From the Maryland Daily Record Top 5 business stories of 2010:
The most-read stories of 2010 by The Daily Record’s business reporting team mirror many of the big ongoing stories that have dominated the news since the economy cratered two years ago — failed banks, slot machine gambling, struggling commercial real estate developments, and City Hall politics.
1. Two Maryland banks closed by regulators - Ben Mook
Federal regulators closed two troubled Maryland banks, including one that was believed to have been the oldest black-owned financial institution in the state. Bay National Bank and Baltimore-based Ideal Federal Savings Bank Friday became the fourth and fifth Maryland banks to be closed over the last two years.
2. Baltimore’s FiOS chances getting slimmer - Staff and Wire reports
Verizon is nearing the end of its program to replace copper phone lines with optical fibers that provide much higher Internet speeds and TV service. Its focus is now on completing the network in the communities where it has already secured “franchises” — and that means major cities such as Baltimore and downtown Boston will be left without FiOS.
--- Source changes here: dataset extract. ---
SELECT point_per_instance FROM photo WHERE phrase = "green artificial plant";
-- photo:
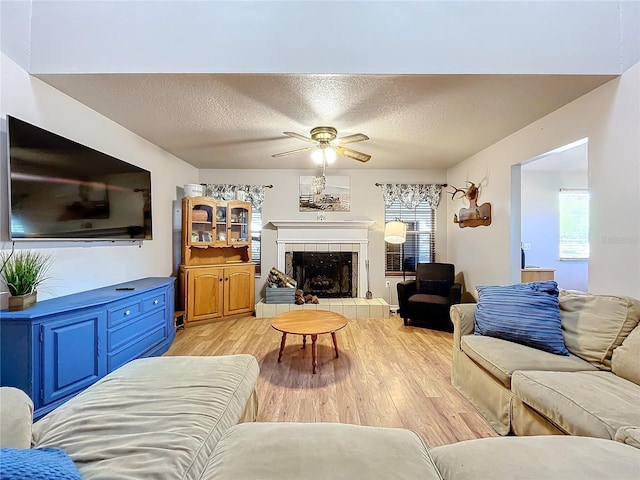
(23, 270)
3. Clarke closes deal for Fells Point Recreation Pier - Robbie Whelan
The developer of a hotel planned for Baltimore’s historic Recreation Pier, a Fells Point landmark, said he has closed on a deal to buy the property from the city after a year-long stalemate in negotiations.
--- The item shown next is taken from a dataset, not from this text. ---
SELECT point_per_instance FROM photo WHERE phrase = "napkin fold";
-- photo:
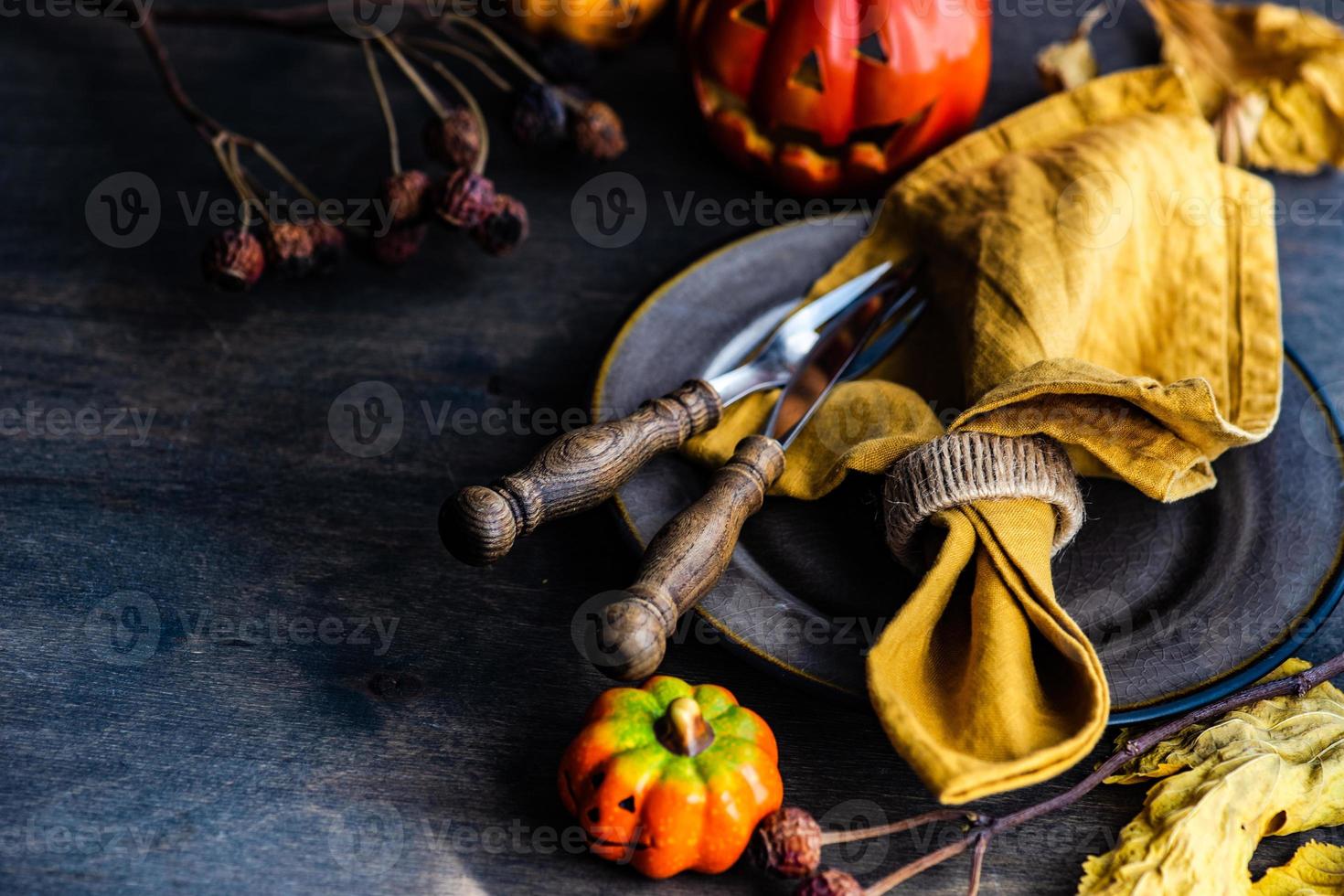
(1100, 280)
4. Rawlings-Blake names 151 to transition team - Robbie Whelan
Then-City Council President Stephanie Rawlings-Blake released a list of 151 civic and business leaders who would comprise the six transition committees leding her effort to review city government operations as Baltimore’s new mayor.
“Each committee will conduct a comprehensive review of each city agency to ensure that all public and taxpayer funds are used in the most effective and efficient manner,” Rawlings-Blake said in a statement.
5. Hollywood Casino Perryville opening ushers in slots gambling in Md. - Nicholas Sohr
Dorothy Neal was joined by about 45 others in a cool, persistent drizzle one September morning and at 8 a.m., they helped move Maryland’s nascent gambling industry into its next phase — one with actual gambling.
By 9 a.m., about 200 had entered the $97.5 million Cecil County casino to play its 1,500 slot machines. And just a few minutes later, Neal walked out more than $5,000 richer, with promises she would be back.